Como humanos, podemos sólo parcialmente comprender la noción de la existencia de Dios. Y para poder hacerlo, necesitamos usar conceptos humanos para hablar acerca de Dios: “sin principio o fin”, “eterno”, “infinito”, etc. La Biblia dice que Él siempre ha existido: “…Desde el siglo y hasta el siglo, tú eres Dios.” (Sal 90:2). Y “Firme es tu trono desde entonces; Tú eres eternamente.” (Sal 93:2). En pocas palabras, Dios no tiene principio ni fin. Así que, ¿de dónde vino Dios? De ningún lado. Él siempre ha sido.

Para nosotros la noción del tiempo es lineal. Un segundo sigue al siguiente, un minuto sigue al siguiente y así sucesivamente. Nosotros nos hacemos viejos, no jóvenes y no podemos repetir los minutos que ya han pasado. Todos hemos visto en los gráficos las líneas de tiempo: la referencia del tiempo más temprana está a la izquierda y el tiempo más tarde, a la derecha. Vemos las naciones, las vidas de las personas y los planes trazados en líneas rectas de la izquierda a la derecha. Vemos un principio y un fin; pero Dios está “más allá de los gráficos”. Él no tiene principio o final; Él, simplemente siempre ha estado.

Los físicos también han mostrado que el tiempo es una propiedad debido a la existencia de la materia. El tiempo existe cuando existe la materia. El tiempo ha sido llamado la cuarta dimensión. Pero Dios, no es materia. De hecho, Dios creó la materia. Él creó el universo; así que el tiempo empezó cuando Dios lo creó.

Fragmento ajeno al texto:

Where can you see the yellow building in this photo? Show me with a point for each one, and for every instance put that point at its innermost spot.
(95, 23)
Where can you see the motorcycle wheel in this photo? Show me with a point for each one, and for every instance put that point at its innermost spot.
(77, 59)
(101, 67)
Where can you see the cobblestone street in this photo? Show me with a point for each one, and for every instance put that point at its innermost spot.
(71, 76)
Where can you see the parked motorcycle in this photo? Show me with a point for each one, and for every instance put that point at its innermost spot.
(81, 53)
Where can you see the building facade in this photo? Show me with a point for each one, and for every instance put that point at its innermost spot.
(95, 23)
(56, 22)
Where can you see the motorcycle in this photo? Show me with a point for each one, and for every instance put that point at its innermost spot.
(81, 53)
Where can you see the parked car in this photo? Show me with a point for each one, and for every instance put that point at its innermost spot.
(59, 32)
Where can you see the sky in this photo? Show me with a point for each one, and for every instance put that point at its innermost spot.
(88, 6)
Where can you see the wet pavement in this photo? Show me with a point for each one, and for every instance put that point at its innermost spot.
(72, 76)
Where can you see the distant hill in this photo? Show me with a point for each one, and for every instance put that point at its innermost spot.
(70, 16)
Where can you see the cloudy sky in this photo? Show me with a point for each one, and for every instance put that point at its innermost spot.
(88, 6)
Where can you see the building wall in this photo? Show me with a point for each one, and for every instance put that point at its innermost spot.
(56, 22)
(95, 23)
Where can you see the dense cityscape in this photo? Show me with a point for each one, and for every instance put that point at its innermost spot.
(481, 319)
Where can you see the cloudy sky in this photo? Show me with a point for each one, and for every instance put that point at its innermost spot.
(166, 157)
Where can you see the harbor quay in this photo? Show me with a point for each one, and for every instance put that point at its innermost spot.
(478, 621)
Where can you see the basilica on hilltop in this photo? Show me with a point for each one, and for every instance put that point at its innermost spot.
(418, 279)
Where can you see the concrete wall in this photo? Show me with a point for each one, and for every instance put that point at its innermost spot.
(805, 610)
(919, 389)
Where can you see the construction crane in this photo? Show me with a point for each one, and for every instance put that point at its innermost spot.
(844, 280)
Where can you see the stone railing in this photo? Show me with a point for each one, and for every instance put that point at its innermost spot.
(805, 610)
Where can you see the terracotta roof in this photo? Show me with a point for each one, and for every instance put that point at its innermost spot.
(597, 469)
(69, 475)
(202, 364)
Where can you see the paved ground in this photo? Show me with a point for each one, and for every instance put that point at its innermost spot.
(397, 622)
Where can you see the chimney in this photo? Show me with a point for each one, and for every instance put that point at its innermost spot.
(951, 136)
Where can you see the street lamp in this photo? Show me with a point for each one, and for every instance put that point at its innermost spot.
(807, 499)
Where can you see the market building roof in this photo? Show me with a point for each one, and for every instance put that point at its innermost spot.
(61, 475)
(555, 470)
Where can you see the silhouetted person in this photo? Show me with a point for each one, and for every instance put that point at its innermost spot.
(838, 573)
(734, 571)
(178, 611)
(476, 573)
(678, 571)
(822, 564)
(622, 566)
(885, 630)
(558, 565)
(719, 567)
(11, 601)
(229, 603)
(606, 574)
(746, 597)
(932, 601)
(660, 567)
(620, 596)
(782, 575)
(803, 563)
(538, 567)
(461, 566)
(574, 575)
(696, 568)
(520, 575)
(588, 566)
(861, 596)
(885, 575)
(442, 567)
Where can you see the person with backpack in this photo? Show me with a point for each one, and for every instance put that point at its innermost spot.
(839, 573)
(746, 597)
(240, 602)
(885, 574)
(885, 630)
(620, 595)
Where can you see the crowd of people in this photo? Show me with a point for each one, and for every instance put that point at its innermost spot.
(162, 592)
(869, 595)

Antes de eso, Dios simplemente existía y el tiempo no tenía sentido—excepto conceptualmente—más no, relacionado a Él. Por lo tanto, preguntar de dónde vino Dios es hacer una pregunta que no puede ser aplicada, primeramente, a Dios. Debido a que el tiempo no tiene sentido con Dios en relación a quién es Él; la eternidad tampoco es algo que pueda ser relacionado totalmente a Dios ya que aún Dios Mismo está más allá de la eternidad.

La eternidad es un término que nosotros, criaturas finitas, usamos para expresar el concepto de algo que no tiene fine y/o que no tiene principio. En este caso, Dios no tiene principio o fin: Él está más allá del dominio del tiempo.